Version 3 – Editor’s edit:

“The Drake Hotel is showing a bit of mercy to busy office workers who don’t have time for a sit-down lunch. Their new (and aptly titled) “Grab + Go” menu features one-hand-required burrito-style sandwiches that break away from shrink-wrapped, cardboard-laced cubicle fare. The chicken curry version is fresh, filling and even surprising. Yes, it comes with moist meat and just the right amount of spice, but its most impressive features are fruit and nuts: juicy grapes and apples, set off by crunchy walnuts. Available when the café opens at 8 a.m., the sandwich can be procured mid-commute and even stays crisp until midday.”

Version 4 – My edit of the edit:

“The Drake Hotel is showing a bit of mercy to busy office workers who don’t have time for a sit-down lunch. Their new (and aptly titled) “Grab + Go” menu features one-handed “Type + Eat” sandwiches that break away from shrink-wrapped, cardboard-laced cubicle fare. The chicken curry burrito version is fresh and filling. It comes with moist meat and just the right amount of spice, but its most impressive features are fruit and nuts: grapes, apples, & walnuts. Available when the café opens at 8 a.m., the sandwich can be procured mid-commute and the grapes and walnuts ensure the sandwich is still both juicy & crunchy by midday.”

::::

So peeps. When you say “that doesn’t really sound like you”, now you know why.
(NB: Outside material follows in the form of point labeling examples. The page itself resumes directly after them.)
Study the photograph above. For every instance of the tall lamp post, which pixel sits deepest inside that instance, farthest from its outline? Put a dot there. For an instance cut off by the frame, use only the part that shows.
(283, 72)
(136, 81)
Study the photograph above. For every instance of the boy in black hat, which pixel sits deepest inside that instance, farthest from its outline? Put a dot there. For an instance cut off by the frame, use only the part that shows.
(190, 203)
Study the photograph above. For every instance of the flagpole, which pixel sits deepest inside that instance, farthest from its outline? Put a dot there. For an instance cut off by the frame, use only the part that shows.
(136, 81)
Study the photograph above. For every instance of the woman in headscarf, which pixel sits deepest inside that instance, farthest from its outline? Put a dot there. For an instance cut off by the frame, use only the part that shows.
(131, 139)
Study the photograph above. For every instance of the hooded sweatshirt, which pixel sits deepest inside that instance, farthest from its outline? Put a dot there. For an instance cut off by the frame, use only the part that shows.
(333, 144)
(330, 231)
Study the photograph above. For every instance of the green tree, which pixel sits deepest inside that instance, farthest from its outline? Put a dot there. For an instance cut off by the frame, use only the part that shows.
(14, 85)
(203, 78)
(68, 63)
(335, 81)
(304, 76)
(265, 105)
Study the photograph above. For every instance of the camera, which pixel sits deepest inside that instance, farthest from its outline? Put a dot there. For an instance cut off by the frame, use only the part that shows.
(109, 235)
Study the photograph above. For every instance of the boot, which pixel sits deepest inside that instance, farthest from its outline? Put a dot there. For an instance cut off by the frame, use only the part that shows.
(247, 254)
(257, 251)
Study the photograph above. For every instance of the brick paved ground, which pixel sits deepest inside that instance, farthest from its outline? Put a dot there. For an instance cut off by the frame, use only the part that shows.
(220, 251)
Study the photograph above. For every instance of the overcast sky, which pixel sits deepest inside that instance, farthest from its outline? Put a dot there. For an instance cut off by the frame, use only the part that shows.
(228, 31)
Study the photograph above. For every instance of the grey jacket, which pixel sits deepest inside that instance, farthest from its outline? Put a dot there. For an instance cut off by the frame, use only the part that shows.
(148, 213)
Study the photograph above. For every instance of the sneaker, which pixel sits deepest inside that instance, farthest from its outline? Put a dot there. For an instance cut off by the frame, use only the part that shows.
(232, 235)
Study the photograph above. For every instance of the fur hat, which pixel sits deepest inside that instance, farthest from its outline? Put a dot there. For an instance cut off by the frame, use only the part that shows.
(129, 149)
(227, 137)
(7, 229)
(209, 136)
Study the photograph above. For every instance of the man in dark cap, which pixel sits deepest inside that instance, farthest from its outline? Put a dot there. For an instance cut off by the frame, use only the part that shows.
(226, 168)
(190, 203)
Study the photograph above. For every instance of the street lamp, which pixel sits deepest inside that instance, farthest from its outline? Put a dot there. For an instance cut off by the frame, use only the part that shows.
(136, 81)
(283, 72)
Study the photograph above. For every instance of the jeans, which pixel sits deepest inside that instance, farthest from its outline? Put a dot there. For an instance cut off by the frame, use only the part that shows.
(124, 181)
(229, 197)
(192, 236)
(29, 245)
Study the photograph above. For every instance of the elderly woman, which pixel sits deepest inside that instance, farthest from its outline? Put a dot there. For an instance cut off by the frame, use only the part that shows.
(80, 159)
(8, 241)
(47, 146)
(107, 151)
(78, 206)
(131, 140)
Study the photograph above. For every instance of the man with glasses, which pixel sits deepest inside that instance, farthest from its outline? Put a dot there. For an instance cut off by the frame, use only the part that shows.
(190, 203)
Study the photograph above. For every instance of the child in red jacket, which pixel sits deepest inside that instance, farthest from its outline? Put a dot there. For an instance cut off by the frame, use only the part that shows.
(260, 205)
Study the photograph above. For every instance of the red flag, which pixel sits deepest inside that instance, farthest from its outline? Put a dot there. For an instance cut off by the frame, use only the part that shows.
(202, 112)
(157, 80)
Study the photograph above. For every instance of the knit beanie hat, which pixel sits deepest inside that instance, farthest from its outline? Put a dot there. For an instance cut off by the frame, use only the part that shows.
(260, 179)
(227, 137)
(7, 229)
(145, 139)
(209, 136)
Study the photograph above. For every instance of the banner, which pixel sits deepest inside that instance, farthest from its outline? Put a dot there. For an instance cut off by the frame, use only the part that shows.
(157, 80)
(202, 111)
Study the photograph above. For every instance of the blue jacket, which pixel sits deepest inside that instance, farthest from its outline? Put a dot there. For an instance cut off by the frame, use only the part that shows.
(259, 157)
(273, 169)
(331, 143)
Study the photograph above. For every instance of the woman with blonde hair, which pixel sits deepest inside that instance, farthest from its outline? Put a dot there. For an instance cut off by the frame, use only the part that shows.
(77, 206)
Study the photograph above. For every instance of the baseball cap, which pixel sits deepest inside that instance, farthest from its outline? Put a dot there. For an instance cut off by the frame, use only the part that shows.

Next week: “We’re humped” ; )

Mr. T, the Old Spice guy, and “fruitapalooza”

What do they have in common? My revised copy for a lunch pick. One of them has got to make it through!

Nah. Not really. In fact, I wouldn’t be the teeny tiniest bit surprised if none of them make it through. That’s how you know they’re finished making it sound like them: when it stops sounding like me. In the end, it’ll probably say something like “the moist chicken was delightful, and had us coming back for more!”. (Oop! Spoiler alert! CHICKEN!)

I try to swallow my voice and write in theirs, I really do. But some days, it just feels dirty. And maybe chalky? Just a soupçon?

My voice will out.

p.s. I also used the word “pitywich”. COME ON!

p.p.s. This is my second pass at copy after my first version was rejected flat out. While it made my editor laugh, it wasn’t “right” for the brand. But, I ask you, what can possibly not be right about a lunch review as biblical parody?! Other than eternal damnation, I mean.